Regarding the rate of all-cause mortality, bexagliflozin was found to be noninferior to placebo (3.45% in the bexagliflozin group vs. 4.59% in the placebo group) (8).
Some SGLT2 inhibitors such as empagliflozin and dapagliflozin have been found to lower the risk of worsening heart failure, hospitalizations, and cardiovascular death in patients with heart failure with preserved or reduced ejection fraction, regardless of whether patients have a history of diabetes.
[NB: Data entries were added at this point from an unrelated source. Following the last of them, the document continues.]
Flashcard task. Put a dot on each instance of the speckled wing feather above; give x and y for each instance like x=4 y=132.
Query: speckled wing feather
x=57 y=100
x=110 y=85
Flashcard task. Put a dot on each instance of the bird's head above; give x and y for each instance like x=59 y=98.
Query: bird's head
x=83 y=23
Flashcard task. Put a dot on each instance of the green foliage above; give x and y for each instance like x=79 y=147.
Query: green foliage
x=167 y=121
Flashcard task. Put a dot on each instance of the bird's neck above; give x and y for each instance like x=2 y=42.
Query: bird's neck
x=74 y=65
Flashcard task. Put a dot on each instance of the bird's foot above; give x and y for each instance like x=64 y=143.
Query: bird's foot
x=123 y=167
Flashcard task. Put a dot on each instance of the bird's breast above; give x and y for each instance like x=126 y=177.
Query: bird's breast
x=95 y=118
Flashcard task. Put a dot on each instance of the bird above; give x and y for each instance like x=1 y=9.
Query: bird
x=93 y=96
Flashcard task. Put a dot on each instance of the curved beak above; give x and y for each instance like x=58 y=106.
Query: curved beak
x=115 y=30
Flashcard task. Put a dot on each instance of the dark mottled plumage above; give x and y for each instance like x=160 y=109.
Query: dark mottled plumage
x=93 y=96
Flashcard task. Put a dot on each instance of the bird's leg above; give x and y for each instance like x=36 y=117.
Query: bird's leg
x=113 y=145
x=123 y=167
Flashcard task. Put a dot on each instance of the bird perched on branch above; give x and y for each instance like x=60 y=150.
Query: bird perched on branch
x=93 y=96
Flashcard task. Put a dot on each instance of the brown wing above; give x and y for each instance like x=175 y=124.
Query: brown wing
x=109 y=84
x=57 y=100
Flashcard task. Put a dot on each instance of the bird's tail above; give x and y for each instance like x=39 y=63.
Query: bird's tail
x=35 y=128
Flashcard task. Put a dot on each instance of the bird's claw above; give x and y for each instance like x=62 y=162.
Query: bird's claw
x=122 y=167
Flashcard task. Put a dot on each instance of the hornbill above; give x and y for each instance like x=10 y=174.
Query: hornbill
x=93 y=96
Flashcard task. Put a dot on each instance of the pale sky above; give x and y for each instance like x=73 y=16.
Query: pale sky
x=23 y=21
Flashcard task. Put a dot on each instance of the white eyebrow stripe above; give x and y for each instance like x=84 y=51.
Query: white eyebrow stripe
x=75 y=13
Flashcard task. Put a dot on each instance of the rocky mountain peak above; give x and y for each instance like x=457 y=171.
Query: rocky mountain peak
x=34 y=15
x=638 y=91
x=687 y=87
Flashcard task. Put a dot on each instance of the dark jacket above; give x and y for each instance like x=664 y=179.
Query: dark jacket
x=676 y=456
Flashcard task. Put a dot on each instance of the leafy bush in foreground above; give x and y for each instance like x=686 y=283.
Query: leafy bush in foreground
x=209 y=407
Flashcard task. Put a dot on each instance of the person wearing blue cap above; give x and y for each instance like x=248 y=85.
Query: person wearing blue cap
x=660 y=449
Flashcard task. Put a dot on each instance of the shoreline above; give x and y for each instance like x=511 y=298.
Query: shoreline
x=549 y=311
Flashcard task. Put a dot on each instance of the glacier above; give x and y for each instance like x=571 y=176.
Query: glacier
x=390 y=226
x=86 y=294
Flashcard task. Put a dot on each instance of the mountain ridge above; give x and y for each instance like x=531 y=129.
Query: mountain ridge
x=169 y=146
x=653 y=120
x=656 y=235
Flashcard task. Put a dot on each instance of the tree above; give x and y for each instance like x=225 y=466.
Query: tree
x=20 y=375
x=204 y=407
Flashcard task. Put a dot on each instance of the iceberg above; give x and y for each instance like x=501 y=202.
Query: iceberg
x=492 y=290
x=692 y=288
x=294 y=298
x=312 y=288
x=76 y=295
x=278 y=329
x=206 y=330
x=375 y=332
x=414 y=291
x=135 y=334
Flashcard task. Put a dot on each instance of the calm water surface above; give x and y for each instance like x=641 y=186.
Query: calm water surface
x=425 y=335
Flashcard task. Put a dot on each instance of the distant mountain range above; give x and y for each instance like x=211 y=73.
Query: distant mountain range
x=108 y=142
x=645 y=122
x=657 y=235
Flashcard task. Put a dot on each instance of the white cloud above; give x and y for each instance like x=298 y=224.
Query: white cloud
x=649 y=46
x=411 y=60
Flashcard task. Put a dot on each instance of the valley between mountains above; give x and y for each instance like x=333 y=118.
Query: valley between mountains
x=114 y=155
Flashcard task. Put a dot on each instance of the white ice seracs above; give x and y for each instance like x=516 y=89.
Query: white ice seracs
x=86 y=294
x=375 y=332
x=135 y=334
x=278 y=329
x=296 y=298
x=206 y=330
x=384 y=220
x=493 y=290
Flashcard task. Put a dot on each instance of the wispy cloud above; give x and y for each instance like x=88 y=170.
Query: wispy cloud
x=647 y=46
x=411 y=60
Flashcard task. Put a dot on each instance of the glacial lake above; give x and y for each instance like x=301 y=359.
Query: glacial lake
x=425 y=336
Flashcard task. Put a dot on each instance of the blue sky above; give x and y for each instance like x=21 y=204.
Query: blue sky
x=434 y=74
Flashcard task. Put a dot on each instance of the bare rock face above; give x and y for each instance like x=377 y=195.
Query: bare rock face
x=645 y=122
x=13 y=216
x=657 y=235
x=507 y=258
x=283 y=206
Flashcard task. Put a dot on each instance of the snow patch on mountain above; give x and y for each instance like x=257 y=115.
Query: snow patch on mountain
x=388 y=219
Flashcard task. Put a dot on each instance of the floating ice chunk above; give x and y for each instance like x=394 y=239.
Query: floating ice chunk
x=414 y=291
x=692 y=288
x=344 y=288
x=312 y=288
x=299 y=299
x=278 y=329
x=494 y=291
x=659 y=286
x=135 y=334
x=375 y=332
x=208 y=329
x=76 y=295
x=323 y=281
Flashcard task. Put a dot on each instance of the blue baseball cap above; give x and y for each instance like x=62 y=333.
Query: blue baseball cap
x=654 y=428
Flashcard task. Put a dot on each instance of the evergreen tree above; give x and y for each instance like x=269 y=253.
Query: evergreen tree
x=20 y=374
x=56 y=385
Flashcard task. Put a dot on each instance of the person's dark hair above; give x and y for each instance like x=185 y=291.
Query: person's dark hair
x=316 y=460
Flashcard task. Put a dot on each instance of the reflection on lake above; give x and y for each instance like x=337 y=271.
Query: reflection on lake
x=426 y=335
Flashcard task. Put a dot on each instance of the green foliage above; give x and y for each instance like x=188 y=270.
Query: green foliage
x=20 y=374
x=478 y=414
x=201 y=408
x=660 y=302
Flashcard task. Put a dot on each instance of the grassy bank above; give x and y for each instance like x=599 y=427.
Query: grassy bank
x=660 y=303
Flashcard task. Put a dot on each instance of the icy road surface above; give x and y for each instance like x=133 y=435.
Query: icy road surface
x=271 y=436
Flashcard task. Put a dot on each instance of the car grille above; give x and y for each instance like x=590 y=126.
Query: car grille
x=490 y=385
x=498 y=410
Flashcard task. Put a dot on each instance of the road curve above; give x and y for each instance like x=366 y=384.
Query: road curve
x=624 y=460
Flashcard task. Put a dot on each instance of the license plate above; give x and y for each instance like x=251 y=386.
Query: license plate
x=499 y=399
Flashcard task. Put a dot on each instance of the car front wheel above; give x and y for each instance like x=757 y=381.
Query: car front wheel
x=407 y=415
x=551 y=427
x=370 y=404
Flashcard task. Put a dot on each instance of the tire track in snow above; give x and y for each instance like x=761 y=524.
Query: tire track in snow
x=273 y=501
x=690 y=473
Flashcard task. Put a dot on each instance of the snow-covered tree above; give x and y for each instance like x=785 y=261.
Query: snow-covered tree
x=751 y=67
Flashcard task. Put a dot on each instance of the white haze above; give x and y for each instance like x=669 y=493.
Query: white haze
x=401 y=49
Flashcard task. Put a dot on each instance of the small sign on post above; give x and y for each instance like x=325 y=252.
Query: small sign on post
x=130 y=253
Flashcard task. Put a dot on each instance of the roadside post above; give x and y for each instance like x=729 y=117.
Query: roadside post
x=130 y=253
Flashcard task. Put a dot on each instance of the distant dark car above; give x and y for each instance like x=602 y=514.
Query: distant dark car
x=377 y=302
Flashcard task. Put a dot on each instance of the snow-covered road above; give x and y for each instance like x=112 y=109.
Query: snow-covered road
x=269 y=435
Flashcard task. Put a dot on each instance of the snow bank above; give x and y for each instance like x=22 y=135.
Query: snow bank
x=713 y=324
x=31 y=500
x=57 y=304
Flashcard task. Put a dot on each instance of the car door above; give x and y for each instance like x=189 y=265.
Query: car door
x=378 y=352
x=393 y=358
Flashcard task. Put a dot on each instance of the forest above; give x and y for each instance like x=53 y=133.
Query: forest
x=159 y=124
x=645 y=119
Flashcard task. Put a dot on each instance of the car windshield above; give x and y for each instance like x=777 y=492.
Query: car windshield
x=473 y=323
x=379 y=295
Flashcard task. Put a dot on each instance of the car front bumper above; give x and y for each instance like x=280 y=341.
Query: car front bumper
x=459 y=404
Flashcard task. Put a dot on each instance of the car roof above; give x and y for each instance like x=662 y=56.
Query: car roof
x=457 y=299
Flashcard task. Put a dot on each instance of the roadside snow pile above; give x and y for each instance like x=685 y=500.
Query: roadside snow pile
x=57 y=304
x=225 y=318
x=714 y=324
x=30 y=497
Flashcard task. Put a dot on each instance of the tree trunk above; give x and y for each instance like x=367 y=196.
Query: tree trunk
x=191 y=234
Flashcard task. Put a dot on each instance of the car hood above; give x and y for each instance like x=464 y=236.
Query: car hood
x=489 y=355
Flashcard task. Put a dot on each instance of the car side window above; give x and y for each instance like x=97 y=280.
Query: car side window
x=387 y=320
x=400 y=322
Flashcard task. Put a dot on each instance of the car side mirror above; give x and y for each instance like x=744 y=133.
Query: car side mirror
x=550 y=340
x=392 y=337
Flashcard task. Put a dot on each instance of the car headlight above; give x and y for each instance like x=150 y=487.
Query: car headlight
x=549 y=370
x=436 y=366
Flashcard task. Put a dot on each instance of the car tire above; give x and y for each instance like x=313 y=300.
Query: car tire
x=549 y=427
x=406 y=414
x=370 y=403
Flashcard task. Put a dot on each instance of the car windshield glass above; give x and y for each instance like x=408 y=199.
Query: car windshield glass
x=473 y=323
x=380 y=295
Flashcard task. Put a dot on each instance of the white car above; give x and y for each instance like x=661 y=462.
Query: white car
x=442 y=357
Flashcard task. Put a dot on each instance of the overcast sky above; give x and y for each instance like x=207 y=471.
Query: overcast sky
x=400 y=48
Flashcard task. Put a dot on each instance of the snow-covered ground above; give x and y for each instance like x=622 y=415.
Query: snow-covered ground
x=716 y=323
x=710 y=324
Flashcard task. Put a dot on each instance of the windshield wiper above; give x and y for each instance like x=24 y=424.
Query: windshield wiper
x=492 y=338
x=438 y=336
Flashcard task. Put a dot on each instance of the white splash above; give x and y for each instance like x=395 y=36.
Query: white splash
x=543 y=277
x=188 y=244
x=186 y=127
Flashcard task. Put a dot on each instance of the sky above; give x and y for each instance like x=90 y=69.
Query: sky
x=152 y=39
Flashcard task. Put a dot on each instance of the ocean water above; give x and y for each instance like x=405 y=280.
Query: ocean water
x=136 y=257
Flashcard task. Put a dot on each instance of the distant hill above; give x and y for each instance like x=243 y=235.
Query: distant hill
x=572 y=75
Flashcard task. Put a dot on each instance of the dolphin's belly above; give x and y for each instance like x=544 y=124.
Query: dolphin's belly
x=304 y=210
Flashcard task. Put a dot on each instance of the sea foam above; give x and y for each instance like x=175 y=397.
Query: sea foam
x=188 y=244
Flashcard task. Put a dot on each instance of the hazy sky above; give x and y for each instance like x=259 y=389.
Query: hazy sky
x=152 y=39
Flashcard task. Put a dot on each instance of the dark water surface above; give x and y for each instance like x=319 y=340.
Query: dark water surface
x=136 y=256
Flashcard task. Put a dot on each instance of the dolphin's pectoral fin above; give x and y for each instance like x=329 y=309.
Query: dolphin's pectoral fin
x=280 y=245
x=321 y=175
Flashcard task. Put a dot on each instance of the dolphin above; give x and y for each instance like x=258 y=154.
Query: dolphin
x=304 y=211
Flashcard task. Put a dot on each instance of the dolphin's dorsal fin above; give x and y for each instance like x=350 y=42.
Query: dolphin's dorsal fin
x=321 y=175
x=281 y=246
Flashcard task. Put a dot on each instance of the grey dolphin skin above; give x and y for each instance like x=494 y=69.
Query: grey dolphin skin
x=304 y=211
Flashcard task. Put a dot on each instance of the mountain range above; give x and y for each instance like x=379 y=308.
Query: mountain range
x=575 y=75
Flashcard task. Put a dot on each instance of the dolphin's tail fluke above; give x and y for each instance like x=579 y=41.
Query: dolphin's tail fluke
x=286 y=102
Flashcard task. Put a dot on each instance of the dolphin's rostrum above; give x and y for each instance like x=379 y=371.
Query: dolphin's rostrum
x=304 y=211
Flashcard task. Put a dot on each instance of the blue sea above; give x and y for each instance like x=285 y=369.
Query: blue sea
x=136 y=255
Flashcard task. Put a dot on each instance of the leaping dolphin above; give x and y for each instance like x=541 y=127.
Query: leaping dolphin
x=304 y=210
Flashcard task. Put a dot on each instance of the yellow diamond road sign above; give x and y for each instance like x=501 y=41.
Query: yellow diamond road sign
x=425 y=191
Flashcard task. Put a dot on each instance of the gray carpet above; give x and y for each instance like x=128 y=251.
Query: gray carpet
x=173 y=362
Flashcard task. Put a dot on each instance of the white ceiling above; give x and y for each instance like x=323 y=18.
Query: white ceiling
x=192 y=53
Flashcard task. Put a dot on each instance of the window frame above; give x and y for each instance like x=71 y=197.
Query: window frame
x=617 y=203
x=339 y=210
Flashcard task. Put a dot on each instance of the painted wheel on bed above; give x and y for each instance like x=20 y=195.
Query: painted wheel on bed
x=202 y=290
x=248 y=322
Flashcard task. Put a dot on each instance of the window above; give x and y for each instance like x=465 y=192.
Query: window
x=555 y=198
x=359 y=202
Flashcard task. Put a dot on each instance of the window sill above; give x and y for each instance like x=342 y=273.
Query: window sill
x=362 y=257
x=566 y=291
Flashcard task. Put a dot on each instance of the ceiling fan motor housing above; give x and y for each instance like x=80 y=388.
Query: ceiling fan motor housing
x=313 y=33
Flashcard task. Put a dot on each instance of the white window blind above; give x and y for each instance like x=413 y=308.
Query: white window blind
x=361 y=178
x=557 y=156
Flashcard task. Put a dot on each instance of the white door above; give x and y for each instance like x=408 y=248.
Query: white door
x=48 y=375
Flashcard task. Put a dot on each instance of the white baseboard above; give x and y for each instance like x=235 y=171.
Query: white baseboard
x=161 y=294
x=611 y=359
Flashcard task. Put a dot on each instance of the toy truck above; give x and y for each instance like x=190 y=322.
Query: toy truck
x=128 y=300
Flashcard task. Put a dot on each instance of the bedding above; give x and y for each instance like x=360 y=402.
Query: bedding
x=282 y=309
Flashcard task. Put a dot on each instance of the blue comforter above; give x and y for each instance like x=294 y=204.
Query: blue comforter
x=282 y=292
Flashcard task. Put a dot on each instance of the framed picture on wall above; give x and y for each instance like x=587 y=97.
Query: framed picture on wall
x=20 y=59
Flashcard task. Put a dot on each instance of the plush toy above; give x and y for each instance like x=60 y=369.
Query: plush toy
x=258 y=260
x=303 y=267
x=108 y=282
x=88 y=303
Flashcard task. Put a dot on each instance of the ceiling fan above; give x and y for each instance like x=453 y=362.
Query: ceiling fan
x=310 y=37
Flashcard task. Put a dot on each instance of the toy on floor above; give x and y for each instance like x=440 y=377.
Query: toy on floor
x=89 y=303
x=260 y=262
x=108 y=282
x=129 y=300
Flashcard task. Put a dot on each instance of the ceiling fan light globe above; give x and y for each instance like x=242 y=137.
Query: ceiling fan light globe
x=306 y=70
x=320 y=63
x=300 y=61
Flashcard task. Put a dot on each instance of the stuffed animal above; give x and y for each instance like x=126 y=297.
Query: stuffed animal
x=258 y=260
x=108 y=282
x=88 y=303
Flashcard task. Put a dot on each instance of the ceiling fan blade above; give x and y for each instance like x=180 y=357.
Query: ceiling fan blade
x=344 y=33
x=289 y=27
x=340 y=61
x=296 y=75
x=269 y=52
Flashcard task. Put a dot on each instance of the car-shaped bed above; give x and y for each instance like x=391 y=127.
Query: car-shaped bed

At this time, bexagliflozin has been found to be noninferior to placebo; however, it has not been studied in a large number of patients (8). Similar to other medications in its class, bexagliflozin shows promise in demonstrating renoprotective properties in patients with type 2 diabetes. In one study, an initial reduction in estimated glomerular filtration rate (eGFR) was found at 24 weeks; however, at 26 weeks, there was an increase in eGFR (7). Thus, more studies are needed to evaluate whether bexagliflozin has renoprotective properties.
Bottom Line
Bexagliflozin is a reasonable glucose-lowering medication option for the treatment of type 2 diabetes. In patients with CKD and an eGFR <60 mL/min/1.73 m2, bexagliflozin could be considered as a first-line agent independent of metformin use. However, at this time, there are no head-to-head comparisons of bexagliflozin with other SGLT2 inhibitors. Therefore, the choice of a particular agent from this class should be made in a circumspect manner and with consideration of glycemic as well as vascular and renal effects. Still, for patients looking to achieve and maintain glycemic goals, bexagliflozin is a plausible second- or third-line option to treat type 2 diabetes. Before starting patients on bexagliflozin, their medical history, financial status, and risk/benefit factors should be thoroughly considered.